А рыбу, которую вы ловите, сами вы едите? Знаете, на кого вы работаете с понедельника до субботы и довели себя до того, что вас и в больницу не захотели бы взять? На тех, кто ничего не делает, а деньги загребает лопатой!
— Но ведь у тебя нет денег, и у меня их тоже нет. Никогда их у нас не было и, по воле божией, мы зарабатывали себе хлеб; поэтому-то нам и приходится браться за дело и зарабатывать, не то мы умрем с голоду.
— По воле дьявола, хотите вы сказать! Все наши несчастья — дело рук сатаны. А вы знаете, что вас ждет, когда вы не сможете больше взяться за дело, потому что ваши руки исковеркает ревматизм, как виноградный корень?

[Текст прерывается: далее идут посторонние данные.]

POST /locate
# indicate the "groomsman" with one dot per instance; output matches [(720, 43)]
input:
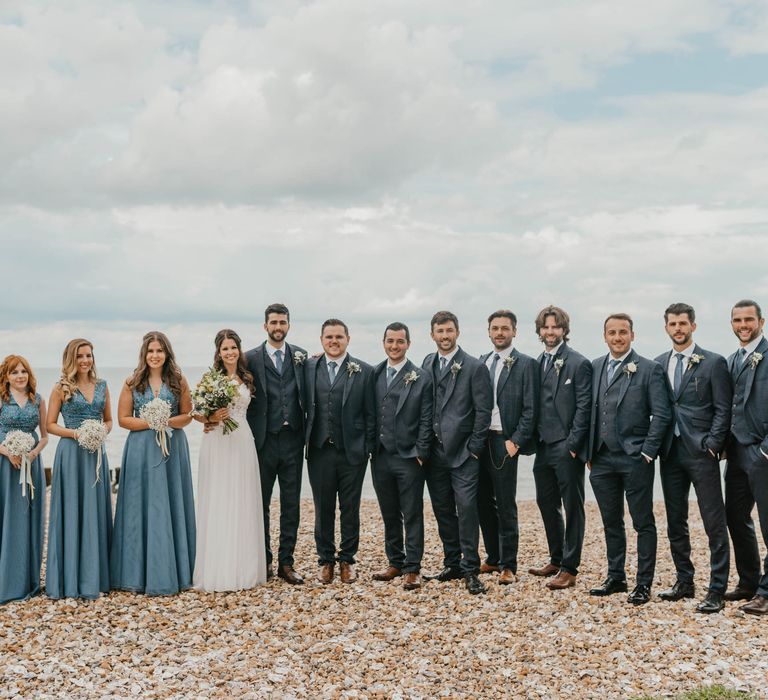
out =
[(701, 392), (276, 418), (746, 476), (462, 413), (341, 433), (562, 431), (404, 428), (630, 416), (515, 381)]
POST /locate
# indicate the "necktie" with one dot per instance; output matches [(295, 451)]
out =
[(679, 371)]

Вас ждет пролет под мостом, когда вы приедете подыхать.
— Нет, нет! — повеселев, воскликнул старик и обнял его шею руками, искривленными, как виноградный корень. — Деньги на дом уже есть, и если ты поможешь...
— Ах, дом у кизилевого дерева! Вы воображаете себе, что это самый прекрасный в мире дворец, потому что вы ничего другого и не видели?
— Я знаю, что это не самый прекрасный в мире дворец. Но ты, который родился там, не должен был бы так говорить, тем более, что мать твоя не там умерла.
— И отец мой тоже не там умер. Наше ремесло уж такое, чтобы оставлять свою шкуру там, в пасти у акул. А уж раз я ее там не оставляю, лучше хоть крохами хорошего попользоваться, какие найдутся, потому что толку нет терзать себя понапрасну! А потом? Когда у вас будет дом, и когда будет лодка? А потом? А приданое Мены и приданое Лии? Ах! Иудино разбойничье отродье! Что за несчастная у нас судьба!
Старик ушел в отчаянии, качая головой и сгорбив спину. Горькие слова внука придавили его хуже камня от скалы, обрушившегося на спину. Теперь у него уж ни на что больше нехватало мужества, руки его опускались, и ему хотелось плакать. Ни о чем другом он не мог думать, и все думал о том, что Бастьянаццо и Луке и в голову никогда не приходило того, что ’Нтони, и всегда они без ропота делали, что должны были делать; и в то же время соображал, что уж бесполезно думать о приданом для Мены и для Лии, потому что никогда им До этого не дойти!
Бедная Мена как будто тоже знала это, так она пала духом. Соседки далеко обходили дверь Малаволья, точно все еще продолжалась холера, и оставляли ее одну с сестренкой в платочке с розами, или вместе с Нунциатой и с двоюродной сестрой Анной, когда те оказывали милость прийти и поболтать немножко; ведь у двоюродной сестры Анны, бедняжки, тоже был этот пьяница Рокко, и уж все про это знали; а Нунциата была слишком мала, когда этот гусь лапчатый, отец, бросил ее, чтобы искать счастья в других местах. Бедняжки отлично понимали друг друга, и когда разговаривали вполголоса, склонив голову и спрятав руки под передником, и даже когда молчали, не глядя друг на друга, и каждая думала о своих делах.
— Когда очутишься в таком положении, как мы, — говорила Лия, рассуждая, как уже взрослая женщина, — приходится надеяться только на себя и каждому заботиться о своих делах.